SAMUEL DU BOIS was born in Chicago and raised near the Gary steel mills. As a teenager he mopped up cow and pig blood from the floors of a butcher shop. At a fast food restaurant, he worked the register when a robber put a gun to the back of Samuel's head. At an old indoor swimming pool, Samuel was a lifeguard. He read novels and poetry while swimmers did their laps at five in the morning. When he was 21, he started teaching in an adult literacy program in classrooms that had once been motel rooms. People in this south side Chicago neighborhood had transformed an abandoned motel into a community center where they would then provide a range of services like adult education, job training, and an after school program for children. In the early 2000s, Samuel would take the stage at The Mestizo on 18thStreet where he'd read poetry. At The Mestizo he met musicians, rappers, and writers. They became close friends and continued their art and advocating for human rights.

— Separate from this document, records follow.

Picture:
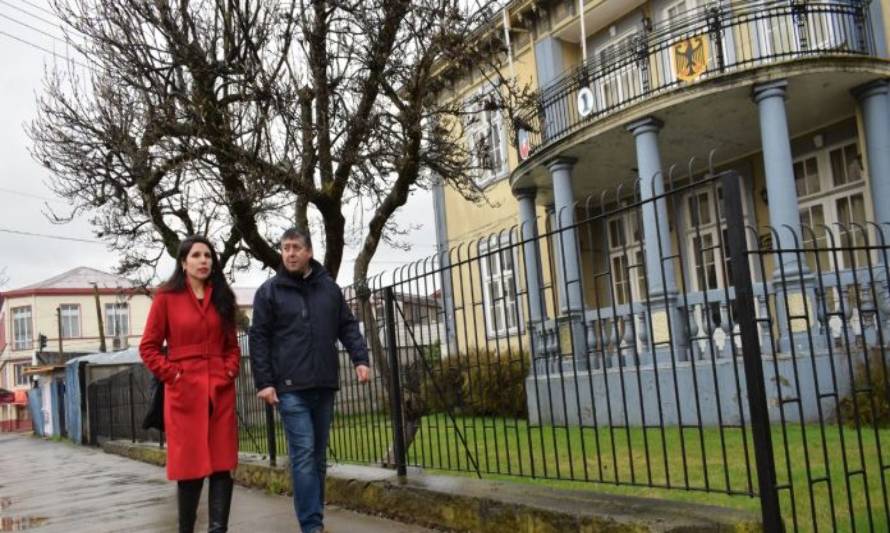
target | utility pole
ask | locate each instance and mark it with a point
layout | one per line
(99, 317)
(59, 323)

Samuel won the Nopales con Cielo Award for non-fiction and fiction which brought him to La Union, New Mexico. Later, he'd win The Friends of American Writer's Scholarship. Samuel had been a columnist at the University of Illinois at Chicago newspaper and earned an MFA in Creative Writing from Columbia College Chicago. He is the author of the memoir: The Line. It is set in Chicago, Gary, Juárez, and Osaka. It is about violence, death, and love. He is also writing a novel, The Hospital. It is set at a public hospital, and it is about a young mother whose five-year-old daughter had died from an antibiotic resistant infection at the very same hospital where she is a nurse in the intensive care unit. Samuel continues to write poetry, short stories, and works of fiction and non-fiction. He is the cofounder and editor-in-chief of Coordenadas Magazine which publishes new and established writers, photographers and artists from around the world who now call Chicago home. Samuel lives in Chicago, but you can often find him somewhere in the industrial northwest corner of Indiana where residents simply call it: "The Region".